Erika posò la mano sul
cazzo e lo strofinò con la mano senza
alcun riguardo. Il ragazzo, nonostante
fosse già venuto un paio di volte nel
volgere di poco tempo, non rimase
insensibile a quel tocco. Lasciò che
gli sfiorasse la cappella desideroso di
conoscere quali fossero le reali
intenzioni della donna.
Erika afferrò il barattolo
che aveva accantonato sotto il letto in
previsione di un evento come quello.
Intinse le dita nell'olio da motore
custodito in un barattolo sotto il
letto, residuato ormai introvabile, e
avvicinò le dita alla fica, poi depositò
il fluido sulla mucosa uterina.
- Infilami il cazzo nella
fica e fammi godere un'ultima volta.
- Perché dici questo?
Erika non rispose, allargò
le cosce e invitò l'uomo a penetrarla.
Allungò la mano e accarezzò a lungo il
cazzo prima d'introdurlo nella fica, poi
lasciò che l'uomo la penetrasse.
Il cazzo entrò con facilità
nella vagina facilitato nel suo percorso
dal fluido oleoso depositato nella cavità.

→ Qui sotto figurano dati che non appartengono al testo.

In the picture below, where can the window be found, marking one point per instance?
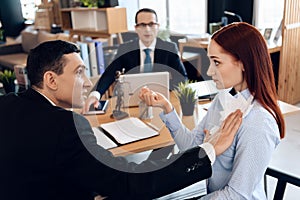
(268, 14)
(185, 17)
(29, 8)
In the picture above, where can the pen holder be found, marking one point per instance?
(145, 112)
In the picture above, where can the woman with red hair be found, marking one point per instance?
(241, 67)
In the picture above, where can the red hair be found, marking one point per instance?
(246, 43)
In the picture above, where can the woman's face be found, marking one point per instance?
(225, 70)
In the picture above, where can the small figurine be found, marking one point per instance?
(119, 93)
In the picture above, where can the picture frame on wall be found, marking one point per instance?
(268, 33)
(278, 33)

La sensazione di piacere che Erika provò
non aveva pari rispetto agli atti di
masturbazione compiuti durante quegli
anni. Ormai aveva dimenticato quel
genere di godimento.
Il ragazzo seguitò a
scoparla senza accorgersi del malessere
che Erika si portava appresso. La
sentiva ansimare di piacere mentre gli
premeva i calcagni contro le natiche
attirandolo a sé.
- Ti piace questa casa? Ti
piacciono i monili d'oro che tengo
nascosti? Sono tutti tuoi, basta che
assecondi un mio desiderio.
Trafelato il ragazzo riuscì
a farfugliare solo poche parole.
- Farò tutto quello che
vuoi. - disse.
Erika premette con maggior
forza i talloni contro i glutei
dell'uomo attirandolo a sé. Entrambi
avevano i corpi imperlati di sudore. Il
ritmo si fece ancora più serrato. Non
potevano prolungare all'infinito quegli
attimi, entrambi ne erano consci. Il
ragazzo ebbe un fremito e sembrò
prossimo a venire.
- Ti prego... non venire.
Aspetta... aspettami.
Il ragazzo rallentò la sua
azione compiacendo l'occasionale
compagna. Erika ebbe delle contrazioni
all'utero e cominciò a muovere il
bacino in avanti.
- Stringi le mani sul mio
collo e non mollarle più. E tutto ciò
che c'è nella casa resterà tuo per
sempre.
Il ragazzo ebbe un attimo
di esitazione, poi riprese a scoparla
con maggior lena
- Stringi! Stringi! Ti
prego fallo! Ora... oraaa!
Quando Erika stava per
venire il ragazzo le appoggiò le mani
sul collo e incominciò a premere i
pollici contro l'epiglottide. Le
contrazioni dell'utero si sommarono agli
spasmi del capo della donna, l'ultima
cosa che
Erika
vide prima di morire fu, attraverso il
lucernario, un cielo pieno di stelle.